The second strategy McDonald’s is using is their McValue platform, which launched in 2024. Which features deals like an enhanced $5 Meal Deal and “Buy One, Add One for $1” offers available through the app (McDonald’s, 2024). I believe this is a good way to connect with customers who are trying to save money during these tough economic times. It also helps franchise owners offer deals that are tailored to their local markets. However, offering lower prices can cut into profits. There’s also a risk that customers will get used to waiting for discounts instead of paying full price. Both of these strategies follow good strategic guidelines because they’re based on data, build on the company’s strengths (like its franchise model and app usage), and help McDonald’s react quickly to market changes (David et al.,2023).

There are two strategies McDonald’s is not using yet, but should consider between before 2026. First, they haven’t fully embraced plant-based or healthier menu options on a global scale. Some of their competitors already offer items like Beyond Burgers or vegan desserts. Adding these types of products could help McDonald’s reach health-conscious customers and support their environmental, social, and governance (ESG) goals by reducing the carbon footprint of their menu. It also fits global diet trends and shows long-term thinking. On the flip side, new menu items cost money to develop, promote, and distribute. If customers don’t like them, it could lead to waste or pull sales away from core items.

Another strategy I noticed McDonald’s isn’t pursuing is debt reduction. Their 2024 balance sheet shows liabilities greater than their assets, with a debt-to-assets ratio of over 100%. That’s risky in the long term. Paying down debt could help reduce financial stress, lower interest payments, and give McDonald’s more freedom in the future. It would also show investors that the company is serious about long-term sustainability. However, focusing too much on debt reduction might limit their ability to buy back shares or invest in growth. It could also upset shareholders who expect regular returns.

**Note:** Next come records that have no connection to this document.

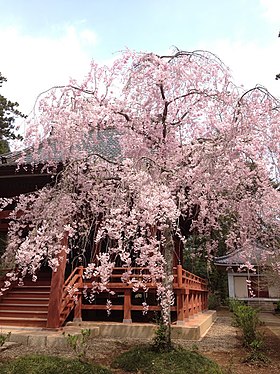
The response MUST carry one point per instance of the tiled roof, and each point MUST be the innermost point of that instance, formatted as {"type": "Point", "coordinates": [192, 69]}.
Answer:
{"type": "Point", "coordinates": [240, 257]}
{"type": "Point", "coordinates": [105, 144]}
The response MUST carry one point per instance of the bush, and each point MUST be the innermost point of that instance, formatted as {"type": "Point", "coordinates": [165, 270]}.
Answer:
{"type": "Point", "coordinates": [233, 304]}
{"type": "Point", "coordinates": [144, 360]}
{"type": "Point", "coordinates": [246, 318]}
{"type": "Point", "coordinates": [40, 364]}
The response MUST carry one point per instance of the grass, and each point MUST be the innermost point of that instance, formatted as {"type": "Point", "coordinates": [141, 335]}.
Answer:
{"type": "Point", "coordinates": [41, 364]}
{"type": "Point", "coordinates": [144, 360]}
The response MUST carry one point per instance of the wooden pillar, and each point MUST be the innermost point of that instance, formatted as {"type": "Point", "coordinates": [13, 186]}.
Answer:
{"type": "Point", "coordinates": [78, 305]}
{"type": "Point", "coordinates": [199, 302]}
{"type": "Point", "coordinates": [191, 304]}
{"type": "Point", "coordinates": [180, 308]}
{"type": "Point", "coordinates": [186, 306]}
{"type": "Point", "coordinates": [127, 306]}
{"type": "Point", "coordinates": [78, 309]}
{"type": "Point", "coordinates": [180, 276]}
{"type": "Point", "coordinates": [56, 291]}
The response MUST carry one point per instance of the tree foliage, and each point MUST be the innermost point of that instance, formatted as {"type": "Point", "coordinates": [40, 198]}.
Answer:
{"type": "Point", "coordinates": [195, 153]}
{"type": "Point", "coordinates": [8, 113]}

In conclusion, I believe McDonald’s current focus on digital growth and value menus is smart and aligned with what customers need today. But if they want to stay competitive and strong in the future, they should add more health-focused menu items and take steps to improve their financial position by reducing debt. These moves would not only support ESG goals but also help McDonald’s prepare for changes in consumer behavior and economic conditions (David et al., 2023).

References

David, F. R., David, F. R., & David, M. E. (2023). 
Strategic management (18th ed.). Pearson Education.

McDonald’s Corporation. (2023). 
McDonald’s announces new targets for development, loyalty membership, and cloud technology.

McDonald’s Corporation. (2024). 
McDonald’s launching McValue platform in U.S. restaurants in 2025.